Implementing a direct-threaded interpreter in a functional language like OCaml

Question

In C/C++ you can implement a direct threaded interpreter with an array of function pointers. The array represents your program - an array of operations. Each of the operation functions must end in a call to the next function in the array, something like:

void op_plus(size_t pc, uint8_t* data) {
  *data += 1;
  BytecodeArray[pc+1](pc+1, data); //call the next operation in the array
}

The BytecodeArray is an array of function pointers. If we had an array of these op_plus operations then length of the array would determine how ofter we'd be incrementing the contents of data. (of course, you'd need to add some sort of terminating operation as the last operation in the array).

How would one go about implementing something like this in OCaml? I may be trying to translate this code too literally: I was using an OCaml Array of functions as in the C++. The problem with that is that I keep ending up with something like:

let op_plus pc data = Printf.printf "pc: %d, data_i: %d 
" pc data;
                        let f = (op_array.(pc+1)) in         
                        f (pc+1) (data+1) ;;

Where op_array is an Array defined in the scope above and then redefine it later to be filled with a bunch of op_plus functions... however, the op_plus function uses the previous definition of op_array. It's a chicken&egg problem.

rkhayrov · Accepted Answer

Another alternative would be using CPS and avoid explicit function array altogether. Tail call optimization still applies in this case.

I don't know how do you generate the code, but let's make not unreasonable assumption that at some point you have an array of VM instructions you want to prepare for execution. Every instruction is still represented as a function, but instead of program counter it receives continuation function.

Here is the simplest example:

type opcode = Add of int | Sub of int

let make_instr opcode cont =
    match opcode with
    | Add x -> fun data -> Printf.printf "add %d %d
" data x; cont (data + x)
    | Sub x -> fun data -> Printf.printf "sub %d %d
" data x; cont (data - x)

let compile opcodes =
    Array.fold_right make_instr opcodes (fun x -> x)

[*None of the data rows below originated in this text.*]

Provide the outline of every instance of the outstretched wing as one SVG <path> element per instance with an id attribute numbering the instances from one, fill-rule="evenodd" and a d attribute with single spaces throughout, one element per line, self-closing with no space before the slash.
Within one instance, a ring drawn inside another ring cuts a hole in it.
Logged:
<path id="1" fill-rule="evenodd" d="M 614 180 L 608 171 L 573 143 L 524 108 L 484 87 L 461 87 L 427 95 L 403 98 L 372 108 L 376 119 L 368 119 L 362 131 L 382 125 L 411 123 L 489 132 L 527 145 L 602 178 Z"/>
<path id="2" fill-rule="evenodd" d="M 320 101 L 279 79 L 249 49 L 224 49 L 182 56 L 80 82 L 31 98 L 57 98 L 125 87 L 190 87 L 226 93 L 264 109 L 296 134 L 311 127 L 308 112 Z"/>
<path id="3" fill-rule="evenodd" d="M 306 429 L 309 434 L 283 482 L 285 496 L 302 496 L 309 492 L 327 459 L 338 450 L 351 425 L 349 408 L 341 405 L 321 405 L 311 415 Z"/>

Usage (look at inferred types):

# #use "cpsvm.ml";;
type opcode = Add of int | Sub of int
val make_instr : opcode -> (int -> 'a) -> int -> 'a = <fun>
val compile : opcode array -> int -> int = <fun>
# let code = [| Add 13; Add 42; Sub 7 |];;
val code : opcode array = [|Add 13; Add 42; Sub 7|]
# let fn = compile code;;
val fn : int -> int = <fun>
# fn 0;;
add 0 13
add 13 42
sub 55 7
- : int = 48

UPDATE:

It's easy to introduce [conditional] branching in this model. if continuation is constructed from two arguments: iftrue-continuation and iffalse-continuation, but has the same type as every other continuation function. The problem is that we don't know what constitutes these continuations in case of backward branching (backward, because we compile from tail to head). That's easy to overcome with destructive updates (though maybe more elegant solution is possible if you are compiling from a high level language): just leave "holes" and fill them later when branch target is reached by the compiler.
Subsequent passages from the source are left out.